Prints are used to convey all necessary information in the manufacture or fabrication of a product. While views provide an illustration of the object, dimensions provide the units of measure to which the finished product must conform.

Linear dimensions are the most common dimensions on prints, and they provide a dimension from one reference point to another. Dimensions are provided in whatever unit or convention of measurement is being used for the project. Metric dimensions are most often given in millimeters. In the case of U.S., measurements may be in fractional inches (½”, 1 ½”, and so on) or decimal inches (0.5”, 1.5”, and so on). And depending on the industry, a measurement may simply be given in inches (50”) or in feet-inch measurements (4’ 2”).

Linear dimensions are expressed on drawings with extension and dimension lines, as shown in Figure 16.10. The extension lines extend from the reference points on the assembly where the measurement is pulled. A dimension line (terminated in arrows) conveys the numbers of the measurement. The extension lines may reference the edge of an object or a feature, but it is not uncommon for dimensions to be pulled from the center of an object such that the dimension line runs from a centerline to an extension line.

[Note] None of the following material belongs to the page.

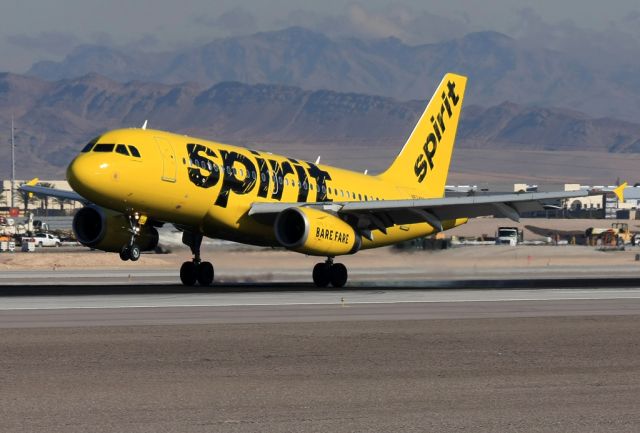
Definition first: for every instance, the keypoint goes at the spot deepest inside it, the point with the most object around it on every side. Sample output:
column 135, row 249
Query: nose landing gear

Image showing the use of extension and dimension lines when expressing linear dimensions. The illustration shows a square with a circle in the center. The dimension across the top of the square is indicated by a line with two arrows on either end, this line is labelled as a dimension line. The line is interrupted by the number 2, indicating that the dimension is 2. There are two lines perpendicular to the dimension line and show the edge of the square, are labeled extension line.
Figure 16.10. Dimensions & Extra Lines / Photo Credit: Cameron Kjeldgaard, CC BY 4.0

Linear dimensions serve one of two purposes that are necessary for fabrication of the product, and these are the size and location dimensions. Size dimensions communicate the required size of the material while location dimensions call out the location of specific features in relation to some other reference point on the prints.

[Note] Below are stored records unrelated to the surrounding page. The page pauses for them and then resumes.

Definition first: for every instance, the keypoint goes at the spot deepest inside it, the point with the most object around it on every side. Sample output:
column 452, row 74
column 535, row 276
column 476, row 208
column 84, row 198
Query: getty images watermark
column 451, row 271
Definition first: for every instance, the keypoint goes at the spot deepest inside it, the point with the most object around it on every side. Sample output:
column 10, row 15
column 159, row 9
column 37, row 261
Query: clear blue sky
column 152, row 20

View of a square part with a circle in the center. Two linear dimensions are noted. One of the dimensions is along the right side of the square and is labeled 2. It is labeled as a size dimension. Another dimension line is at the top of the drawing and shows that the dimension from the center of the circle to the edge of the square is 1. This line is labeled a location dimension.
Figure 16.11. Size & Location Dimensions / Photo Credit: Cameron Kjeldgaard, CC BY 4.0

There are two methods for expressing linear dimensions. Conventional dimensioning is what has been shown in the images of this section so far. In this method, two extension and dimension lines are used. Each dimension pulls from one reference point and goes to another. However, in a method called baseline dimensioning, many linear dimensions pull from a single baseline reference or zero point. This method of dimensioning can be recognized by its lack of dimension lines and use of extension lines. Baseline dimensions are sometimes called running dimensions, and the zero point is indicated in one of three ways: a 0, the letters RD (standing for running dimension), or a special symbol shown in Figure 16.12.

 

 

Running dimensions symbol, a circle divided into quadrants, the quadrants alternate from white to black.
Figure 16.12. Common Running Dimension or Baseline Dimension Symbol / Photo Credit: Nicholas Malara, CC BY 4.0

 

Two views of the same part with the same dimensions. The part is a rectangle with holes cut into the part in a straight line 1 ½ from each side and 4 apart. The upper view uses conventional dimensions with dimension lines showing 1 ½ from the edge of the piece and 4 between each hole. The lower view uses baseline dimensioning where the dimension line on left side of the piece is labeled 0, the first hole is labeled 1 ½, the third hole is labled 5 ½, the next hole is labeled 9 ½, the fourth hole is labled 13 ½, and the right edge is labeled 15.
Figure 16.13. Dimensional Methods / Photo Credit: Cameron Kjeldgaard, CC BY 4.0

Angular Dimensions

View showing the application of an angular dimension. The angle is presented as a drawing of a triangle where the point is on the left angles out to the right. A dimension line reading 60 degrees shows the dimension of the angle.
Figure 16.14. Angular Dimension / Photo Credit: Cameron Kjeldgaard, CC BY 4.0

Angular measurements are only necessary in prints when two surfaces lie at an odd angle to one another. If an angular measurement is not present, assume that the edges lie at 90-degrees  (square) or 180-degrees (parallel) to one another. It is most common for angles to be given in degrees, even down to tenths (0.1) or hundredths (0.01) depending on the accuracy required.

Diameters and Radii

A radius is the measurement from the center of a circular feature to the outside. A diameter is a measurement all the way across a circular feature,—therefore, it is twice the radius.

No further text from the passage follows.